RE: Using remap_pfn_range causes system hang on app close in 2.6.15 & up

[Date Prev][Date Next][Thread Prev][Thread Next][Date Index][Thread Index]

 



Hello,

I posted this query a couple of weeks ago regarding a problem with remap_pfn_range. I was able to resolve the issue and I thought I would post my findings in case it helps someone else or results in a kernel fix. I will try to keep this short.
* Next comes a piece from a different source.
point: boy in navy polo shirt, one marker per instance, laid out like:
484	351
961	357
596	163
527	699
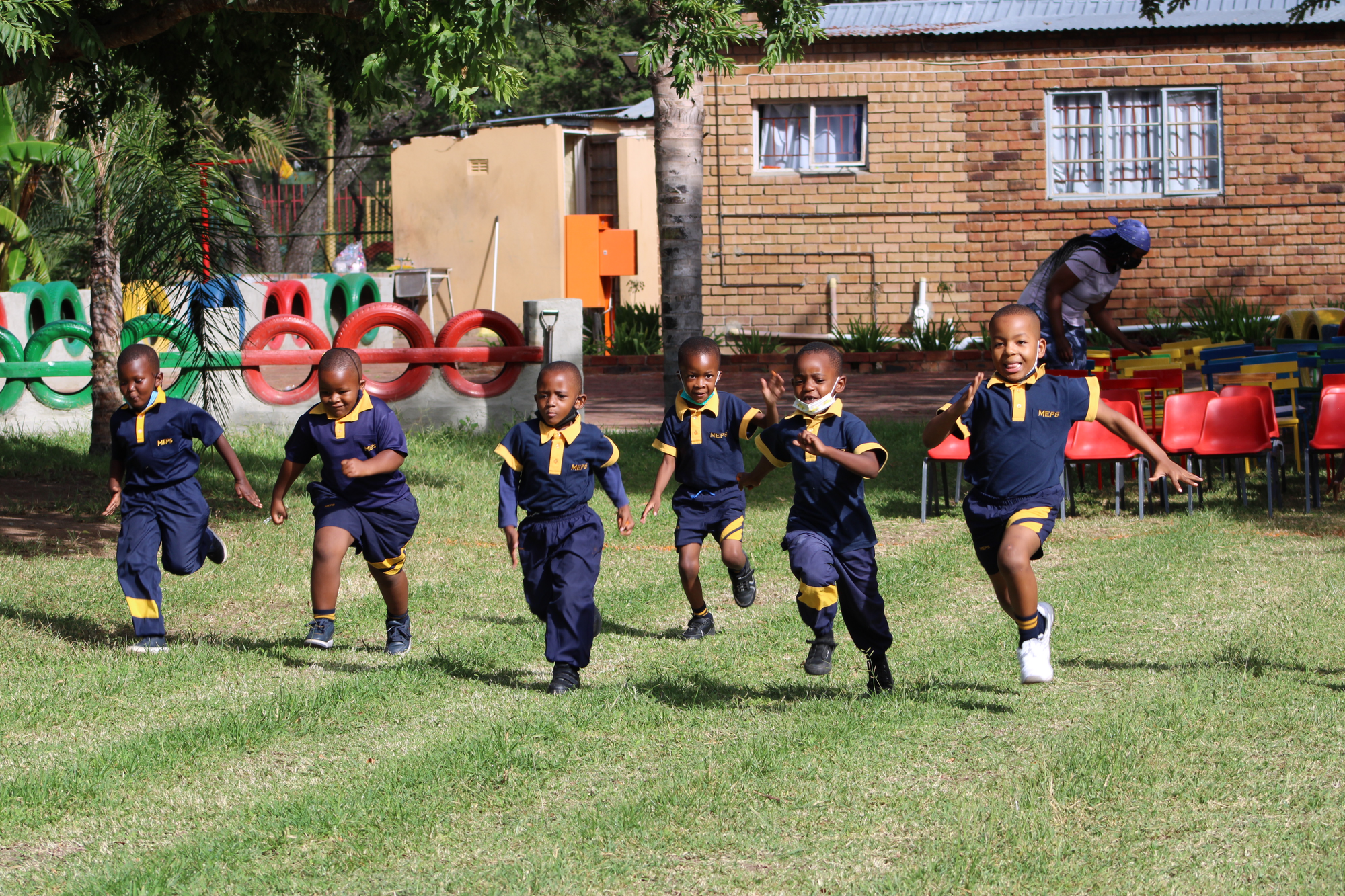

In a nutshell, my driver support user APIs that maps system RAM or a PCI BAR space to user space. What I did not mention in my original post is that my driver performed a sort of custom protocol when mmap() is called. Since mmap() really only provides a limited amount of space (the offset field) that I can use to pass additional information to my driver, I had implemented a custom protocol, which works as follows:

1.  API calls mmap to obtain a user virtual address
2.  Drivers mmap routine stores the VMA in an internal list and returns ok.
3. API then issues a custom IOCTL to driver to complete mapping with additional info 4. Driver retrieves VMA from internal list and performs mapping with io/remap_pfn_range, depending upon whether it's to system RAM or a PCI BAR.

The mappings always work fine, but starting with 2.6.15, the system freeezes when the file descriptor is closed. I tried numerous tests and compared my code with existing drivers, such as /dev/mem. Here is what I found:

The fix involved moving my calls to io/remap_pfn_range into my Dispatch_mmap() routine. Once I did this, the system no longer crashed. I still implement sending some custom information to the driver, but now I use special values in the offset field, remembering that the offset is eventually shifted by PAGE_SIZE by the time it reaches the driver. My driver code essentially did not change. In effect, all I really did was move it to the driver's mmap() routine.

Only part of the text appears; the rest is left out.